Our hotel was located footsteps from a corner café that drew both coffee and wine drinkers, To Kafe tis Maritsela and by walking around the corner and just a bit further, we were at the beach.  We dined our first night at Trocantero, a restaurant, just across the street from the beach; a place owned and operated by Panagiotis "Bill" Volis who returned to this, his ancestral village, from Montréal where he's lived much of his life.

Another beach - this between Cavo Kortia and town

On the morning after we arrived, we set out early to avoid the ever-increasing spring-time heat in Greece and walked to the far end of the bay where crews are laying a final layer of asphalt on the new road.  It was on the walk we visited Cavo Kortia, a hotel/restaurant combination that drew us back for dinner that night and may be the place we stay next time we visit (although it would be difficult not to stay with Stella Vasiliou at her Paraliako again). 

View from Cavo Kortia restaurant toward town

Cavo Kortia, about a half hour walk from the center of town or a short 2-kilometer drive offers large, posh, spacious rooms - double the size we had in town - and this time of year the rate was 40-euro a night.  The owner was out working on a minor construction project when we stopped to inquire about the restaurant hours.  He insisted we sit down, enjoy the view and he served us coffee (which came with a plate of cookies) - and of course at no charge.  Yes, this is still unspoiled Greece!

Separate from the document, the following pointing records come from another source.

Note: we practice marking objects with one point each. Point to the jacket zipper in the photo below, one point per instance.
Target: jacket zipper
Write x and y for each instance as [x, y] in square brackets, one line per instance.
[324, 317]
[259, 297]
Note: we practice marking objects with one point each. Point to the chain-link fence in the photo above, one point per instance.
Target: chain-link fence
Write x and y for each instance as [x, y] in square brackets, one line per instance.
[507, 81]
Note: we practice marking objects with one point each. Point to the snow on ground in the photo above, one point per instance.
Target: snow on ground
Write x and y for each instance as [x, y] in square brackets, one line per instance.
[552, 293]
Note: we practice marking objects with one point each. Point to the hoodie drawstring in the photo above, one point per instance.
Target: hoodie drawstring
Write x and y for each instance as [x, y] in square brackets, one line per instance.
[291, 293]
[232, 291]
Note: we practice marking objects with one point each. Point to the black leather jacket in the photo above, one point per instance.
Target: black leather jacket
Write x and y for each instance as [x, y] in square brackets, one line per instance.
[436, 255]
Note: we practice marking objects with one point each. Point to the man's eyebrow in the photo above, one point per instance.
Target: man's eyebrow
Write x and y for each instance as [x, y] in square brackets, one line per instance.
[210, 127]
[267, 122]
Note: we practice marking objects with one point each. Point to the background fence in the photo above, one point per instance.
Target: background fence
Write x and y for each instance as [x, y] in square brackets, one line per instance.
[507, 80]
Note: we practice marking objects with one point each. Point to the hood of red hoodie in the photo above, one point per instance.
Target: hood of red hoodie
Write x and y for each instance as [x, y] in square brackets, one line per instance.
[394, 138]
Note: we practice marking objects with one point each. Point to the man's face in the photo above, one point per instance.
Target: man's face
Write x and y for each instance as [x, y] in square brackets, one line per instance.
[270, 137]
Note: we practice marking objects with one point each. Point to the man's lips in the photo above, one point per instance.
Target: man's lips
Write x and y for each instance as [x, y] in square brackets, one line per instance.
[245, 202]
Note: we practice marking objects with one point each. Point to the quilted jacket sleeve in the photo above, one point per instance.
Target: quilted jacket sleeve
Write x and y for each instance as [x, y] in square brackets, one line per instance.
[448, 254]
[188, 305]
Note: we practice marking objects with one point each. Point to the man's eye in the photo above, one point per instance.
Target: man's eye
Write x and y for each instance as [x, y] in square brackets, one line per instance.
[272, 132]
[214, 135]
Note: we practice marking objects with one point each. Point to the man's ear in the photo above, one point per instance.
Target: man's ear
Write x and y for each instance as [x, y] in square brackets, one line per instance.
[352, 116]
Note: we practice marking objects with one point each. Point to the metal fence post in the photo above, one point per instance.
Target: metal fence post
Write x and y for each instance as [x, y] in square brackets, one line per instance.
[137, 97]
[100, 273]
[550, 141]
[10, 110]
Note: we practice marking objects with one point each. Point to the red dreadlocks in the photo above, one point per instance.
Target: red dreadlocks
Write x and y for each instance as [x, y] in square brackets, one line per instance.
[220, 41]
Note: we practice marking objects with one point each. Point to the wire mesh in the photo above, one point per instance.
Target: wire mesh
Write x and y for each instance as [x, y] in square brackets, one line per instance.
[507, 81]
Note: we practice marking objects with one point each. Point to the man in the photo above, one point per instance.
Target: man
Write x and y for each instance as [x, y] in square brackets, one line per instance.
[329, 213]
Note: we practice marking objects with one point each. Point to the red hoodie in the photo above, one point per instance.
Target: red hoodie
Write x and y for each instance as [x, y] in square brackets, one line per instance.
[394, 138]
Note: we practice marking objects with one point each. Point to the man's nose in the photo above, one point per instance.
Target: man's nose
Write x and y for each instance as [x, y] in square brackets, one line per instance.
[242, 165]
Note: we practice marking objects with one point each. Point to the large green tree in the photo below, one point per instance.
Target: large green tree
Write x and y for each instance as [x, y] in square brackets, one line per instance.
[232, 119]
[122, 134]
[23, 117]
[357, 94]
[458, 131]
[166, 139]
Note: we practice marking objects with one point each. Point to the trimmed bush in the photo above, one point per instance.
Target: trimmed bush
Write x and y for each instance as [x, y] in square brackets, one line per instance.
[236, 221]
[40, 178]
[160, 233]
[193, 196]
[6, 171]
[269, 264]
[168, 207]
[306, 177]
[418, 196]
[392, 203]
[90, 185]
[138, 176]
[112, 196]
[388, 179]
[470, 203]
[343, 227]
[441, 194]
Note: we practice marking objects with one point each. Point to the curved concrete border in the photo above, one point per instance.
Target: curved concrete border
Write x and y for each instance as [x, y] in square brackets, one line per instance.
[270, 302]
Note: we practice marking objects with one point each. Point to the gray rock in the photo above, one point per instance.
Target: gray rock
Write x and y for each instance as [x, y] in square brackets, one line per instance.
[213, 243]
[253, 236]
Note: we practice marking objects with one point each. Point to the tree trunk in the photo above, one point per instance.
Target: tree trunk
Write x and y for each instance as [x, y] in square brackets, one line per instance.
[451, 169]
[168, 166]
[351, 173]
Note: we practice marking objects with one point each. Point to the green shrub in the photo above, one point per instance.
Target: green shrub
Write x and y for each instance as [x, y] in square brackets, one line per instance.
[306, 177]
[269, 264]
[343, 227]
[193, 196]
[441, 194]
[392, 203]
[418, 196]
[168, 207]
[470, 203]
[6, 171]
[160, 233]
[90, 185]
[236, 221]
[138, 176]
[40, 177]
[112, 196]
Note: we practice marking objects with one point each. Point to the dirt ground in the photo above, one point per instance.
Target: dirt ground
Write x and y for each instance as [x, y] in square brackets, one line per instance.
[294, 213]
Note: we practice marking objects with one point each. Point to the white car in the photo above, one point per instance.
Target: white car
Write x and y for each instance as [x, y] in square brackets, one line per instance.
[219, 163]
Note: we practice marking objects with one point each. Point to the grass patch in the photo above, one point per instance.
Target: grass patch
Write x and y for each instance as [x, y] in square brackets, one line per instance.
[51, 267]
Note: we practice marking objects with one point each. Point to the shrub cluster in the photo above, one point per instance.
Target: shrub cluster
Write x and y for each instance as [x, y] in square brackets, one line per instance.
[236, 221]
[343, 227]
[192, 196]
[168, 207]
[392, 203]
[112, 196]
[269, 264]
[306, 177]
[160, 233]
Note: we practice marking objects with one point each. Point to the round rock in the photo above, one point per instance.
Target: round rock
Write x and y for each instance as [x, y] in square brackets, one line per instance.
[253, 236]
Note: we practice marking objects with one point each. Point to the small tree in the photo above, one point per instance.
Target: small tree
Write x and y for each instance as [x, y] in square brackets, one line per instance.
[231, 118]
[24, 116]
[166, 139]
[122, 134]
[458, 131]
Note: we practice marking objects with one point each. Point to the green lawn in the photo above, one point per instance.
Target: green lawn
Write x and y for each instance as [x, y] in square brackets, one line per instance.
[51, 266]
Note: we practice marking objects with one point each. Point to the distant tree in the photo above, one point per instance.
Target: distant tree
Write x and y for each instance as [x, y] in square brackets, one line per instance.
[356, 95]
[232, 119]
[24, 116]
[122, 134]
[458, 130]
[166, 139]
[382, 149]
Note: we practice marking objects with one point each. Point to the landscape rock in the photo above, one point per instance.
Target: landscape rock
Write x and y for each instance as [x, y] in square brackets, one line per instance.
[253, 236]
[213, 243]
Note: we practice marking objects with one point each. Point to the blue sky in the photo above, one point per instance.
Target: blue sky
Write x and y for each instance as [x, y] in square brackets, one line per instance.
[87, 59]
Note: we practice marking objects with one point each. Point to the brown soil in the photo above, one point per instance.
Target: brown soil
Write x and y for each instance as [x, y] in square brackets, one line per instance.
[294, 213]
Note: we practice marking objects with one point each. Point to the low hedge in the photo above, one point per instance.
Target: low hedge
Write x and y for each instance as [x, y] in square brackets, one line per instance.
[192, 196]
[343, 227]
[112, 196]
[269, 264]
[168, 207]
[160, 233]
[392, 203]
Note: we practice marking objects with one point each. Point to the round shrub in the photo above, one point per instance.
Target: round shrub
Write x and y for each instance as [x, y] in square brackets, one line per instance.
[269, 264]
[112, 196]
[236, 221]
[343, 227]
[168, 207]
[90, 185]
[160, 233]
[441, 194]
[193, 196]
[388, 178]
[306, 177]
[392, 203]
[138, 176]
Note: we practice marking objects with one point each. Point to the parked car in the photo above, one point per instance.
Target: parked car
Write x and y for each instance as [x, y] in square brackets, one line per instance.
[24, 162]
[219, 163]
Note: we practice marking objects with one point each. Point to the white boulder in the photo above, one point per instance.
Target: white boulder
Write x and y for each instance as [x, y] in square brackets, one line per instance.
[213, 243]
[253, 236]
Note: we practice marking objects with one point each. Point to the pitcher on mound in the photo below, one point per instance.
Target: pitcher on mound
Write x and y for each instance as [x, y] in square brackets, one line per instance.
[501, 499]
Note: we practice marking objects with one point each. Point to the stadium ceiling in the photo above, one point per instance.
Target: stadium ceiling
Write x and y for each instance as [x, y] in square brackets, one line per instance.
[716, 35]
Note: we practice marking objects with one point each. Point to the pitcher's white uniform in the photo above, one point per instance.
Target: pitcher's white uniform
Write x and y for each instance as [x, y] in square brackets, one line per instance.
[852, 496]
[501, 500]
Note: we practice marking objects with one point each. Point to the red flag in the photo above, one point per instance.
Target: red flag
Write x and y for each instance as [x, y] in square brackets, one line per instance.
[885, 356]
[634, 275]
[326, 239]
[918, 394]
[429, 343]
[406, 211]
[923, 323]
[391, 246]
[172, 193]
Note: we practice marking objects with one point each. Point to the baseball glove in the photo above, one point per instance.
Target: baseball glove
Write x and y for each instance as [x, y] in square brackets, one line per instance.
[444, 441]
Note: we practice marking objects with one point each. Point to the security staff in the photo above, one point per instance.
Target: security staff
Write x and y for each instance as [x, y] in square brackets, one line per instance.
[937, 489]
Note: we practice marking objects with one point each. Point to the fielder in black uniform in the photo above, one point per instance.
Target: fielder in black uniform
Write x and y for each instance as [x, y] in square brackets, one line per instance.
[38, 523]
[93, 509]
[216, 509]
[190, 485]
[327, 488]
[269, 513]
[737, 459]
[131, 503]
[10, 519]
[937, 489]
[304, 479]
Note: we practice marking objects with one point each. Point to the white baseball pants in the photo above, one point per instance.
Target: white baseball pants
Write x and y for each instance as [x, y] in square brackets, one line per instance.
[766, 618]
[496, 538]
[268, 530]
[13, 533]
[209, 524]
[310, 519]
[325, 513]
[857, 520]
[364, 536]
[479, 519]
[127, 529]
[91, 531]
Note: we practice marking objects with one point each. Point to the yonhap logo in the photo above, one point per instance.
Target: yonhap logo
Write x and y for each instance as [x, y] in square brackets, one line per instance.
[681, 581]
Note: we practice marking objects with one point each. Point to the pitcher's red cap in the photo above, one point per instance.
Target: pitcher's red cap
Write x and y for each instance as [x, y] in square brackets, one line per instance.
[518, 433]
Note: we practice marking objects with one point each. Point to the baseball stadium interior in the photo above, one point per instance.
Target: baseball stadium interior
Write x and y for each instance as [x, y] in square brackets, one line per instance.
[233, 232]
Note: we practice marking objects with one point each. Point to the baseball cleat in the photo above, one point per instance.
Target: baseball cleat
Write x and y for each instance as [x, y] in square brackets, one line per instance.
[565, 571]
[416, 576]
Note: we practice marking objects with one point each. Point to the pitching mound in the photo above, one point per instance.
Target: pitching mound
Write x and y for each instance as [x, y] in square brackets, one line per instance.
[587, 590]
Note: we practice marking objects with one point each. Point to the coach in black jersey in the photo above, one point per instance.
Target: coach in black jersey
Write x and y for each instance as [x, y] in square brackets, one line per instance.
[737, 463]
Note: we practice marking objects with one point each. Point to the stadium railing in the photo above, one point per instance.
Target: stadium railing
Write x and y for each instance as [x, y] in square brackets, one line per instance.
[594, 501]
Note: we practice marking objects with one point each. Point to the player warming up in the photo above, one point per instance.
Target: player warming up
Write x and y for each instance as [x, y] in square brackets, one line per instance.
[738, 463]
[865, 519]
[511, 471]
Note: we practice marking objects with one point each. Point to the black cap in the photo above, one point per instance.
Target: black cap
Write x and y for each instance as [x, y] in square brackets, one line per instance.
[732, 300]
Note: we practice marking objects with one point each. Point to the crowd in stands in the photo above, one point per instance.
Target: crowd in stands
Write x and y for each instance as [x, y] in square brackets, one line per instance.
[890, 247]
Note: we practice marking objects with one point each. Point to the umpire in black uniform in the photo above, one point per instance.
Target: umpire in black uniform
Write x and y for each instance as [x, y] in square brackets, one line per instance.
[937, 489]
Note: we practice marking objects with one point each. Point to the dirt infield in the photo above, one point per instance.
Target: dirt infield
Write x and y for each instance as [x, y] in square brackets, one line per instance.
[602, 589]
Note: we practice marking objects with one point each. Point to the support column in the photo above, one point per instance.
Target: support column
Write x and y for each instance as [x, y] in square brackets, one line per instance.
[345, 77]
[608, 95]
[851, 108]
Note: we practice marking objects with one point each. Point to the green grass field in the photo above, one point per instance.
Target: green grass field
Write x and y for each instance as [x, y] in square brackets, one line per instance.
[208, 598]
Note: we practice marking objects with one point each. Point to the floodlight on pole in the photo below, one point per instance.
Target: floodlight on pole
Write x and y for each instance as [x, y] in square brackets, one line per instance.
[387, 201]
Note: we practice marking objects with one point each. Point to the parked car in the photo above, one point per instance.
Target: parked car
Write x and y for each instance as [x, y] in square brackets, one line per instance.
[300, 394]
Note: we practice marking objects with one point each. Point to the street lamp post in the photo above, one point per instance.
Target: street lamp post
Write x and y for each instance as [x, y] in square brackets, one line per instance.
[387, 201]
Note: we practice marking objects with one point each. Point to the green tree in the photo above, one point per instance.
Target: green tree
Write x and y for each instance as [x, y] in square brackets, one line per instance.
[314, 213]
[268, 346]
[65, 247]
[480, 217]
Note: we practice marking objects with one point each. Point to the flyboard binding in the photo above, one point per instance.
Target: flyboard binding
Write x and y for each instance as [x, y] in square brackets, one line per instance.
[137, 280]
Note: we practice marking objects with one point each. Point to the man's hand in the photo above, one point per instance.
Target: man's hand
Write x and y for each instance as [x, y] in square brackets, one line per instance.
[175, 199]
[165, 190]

The new road from Leonidion will pass Cavo  Kortia


Like so many areas of the Peloponnese the surrounding hillsides are laced with hiking trails. In recent years rock climbing has been drawing more and more outdoor sport enthusiasts to the town and a few years ago it celebrated its first Climbing Festival. Cliffs like the ones pictured below call out to climbers.
 
 
There are organized walking tours available - but we were quite able to cover a lot of ground without anyone showing us which way to walk.  A local resident, James Foot, an accomplished water color artist, often conducts week-long watercolor workshops. Those 'shoppers-off-all-things' among you might want to find another destination as the town has only a 'super market' that most would call a small grocery store and an even smaller store, a pantapoleon, which is Greek for a small store that sells everything -- everything but touristy kitsch and souvenirs, that is!
 
Two nights were just about right for the length of the stay, this time of year.  If we'd wanted some beach time, we'd have needed another night.
 
If you go:
Don't mix up Kyparissi in Laconia on the eastern 'finger' of the Peloponnese, with the town of Kyparrisia, which is on the west coast of the western most finger.
Accommodations:
Paraliako, operated by Stella and Voula Vasiliou, http://www.kyparissi.com, info@kyparissi.com or Cavo Kortia, www.cavokortia.gr, info@cavokortia.gr

Again thanks for joining us on the road in Greece. We've got more tales so hope you'll be back with us as we explore more Greek villages. Thanks for all the comments you've been leaving for us and safe travels to you!